February 22, 2007

...and they all fell down

The government slipped and fell – or better, a push made it slip that caused it to fall. In any case, here we are starting all over again with a stroll up to the Quirinale.

It is foreign and incomprehensible to us – the game playing and posturing that creates meaning from context more than the words. The newspapers are full speculation as to how the fall was orchestrated and its meaning, nothing is clear.

Locker room talk at the pool came up with this version. Italics are my running cross-cultural thoughts.

1. Italians are afraid of themselves, their natural attraction to strong leadership by one man that once caused them to bring a Fascist dictator to power. (The desire for a strong one man leader is an outgrowth of their ancestral patriarchal society or in any case, their strong orientation towards family, headed by a strong father, as the basic unit of survival).

2. So to counteract this fear of themselves, they set up a system of democracy in its purest form – everyone is represented. (The school system is partly the source of this idealism. At school you get a good grade for knowing the theory not for analyzing its practical application.)

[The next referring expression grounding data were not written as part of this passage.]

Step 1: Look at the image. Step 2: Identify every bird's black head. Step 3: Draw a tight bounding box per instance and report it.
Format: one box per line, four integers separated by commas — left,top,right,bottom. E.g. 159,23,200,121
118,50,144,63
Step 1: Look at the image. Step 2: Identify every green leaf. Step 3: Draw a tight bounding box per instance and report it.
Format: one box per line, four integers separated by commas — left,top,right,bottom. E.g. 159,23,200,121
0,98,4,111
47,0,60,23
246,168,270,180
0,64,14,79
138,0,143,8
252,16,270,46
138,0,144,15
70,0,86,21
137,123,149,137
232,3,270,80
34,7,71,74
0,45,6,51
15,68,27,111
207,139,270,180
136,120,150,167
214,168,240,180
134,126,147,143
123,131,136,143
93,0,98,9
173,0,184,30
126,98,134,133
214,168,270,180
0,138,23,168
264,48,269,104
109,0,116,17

3. Everyone means EVERYONE and this has brought about an absurd number of parties that range from a split between reformed communists and communists on one side, and the Lega on the other with even parties for pensioners and consumers. (But this does not indicate strong individualism; I would call it “particularism” or the desire to stand out from the rest for some small particularity -- a desire to be seen and noticed.)

4. Obviously (to us) this doesn’t work. The extremists on one side or the other are always doing what they do best, making a lot of noise and dropping little bombs – like today’s vote against the party line on foreign policy. (They seem to comfortably live the ambiguity of causing the fall of their coalition’s government while loudly denouncing the other side).

So, we have it all: a group (family) orientation over that of the individual, a propensity for the application of rules to fit particular needs, a very high level of tolerance for ambiguity, theory at the expense of practicality -- yet only the tip of the iceberg.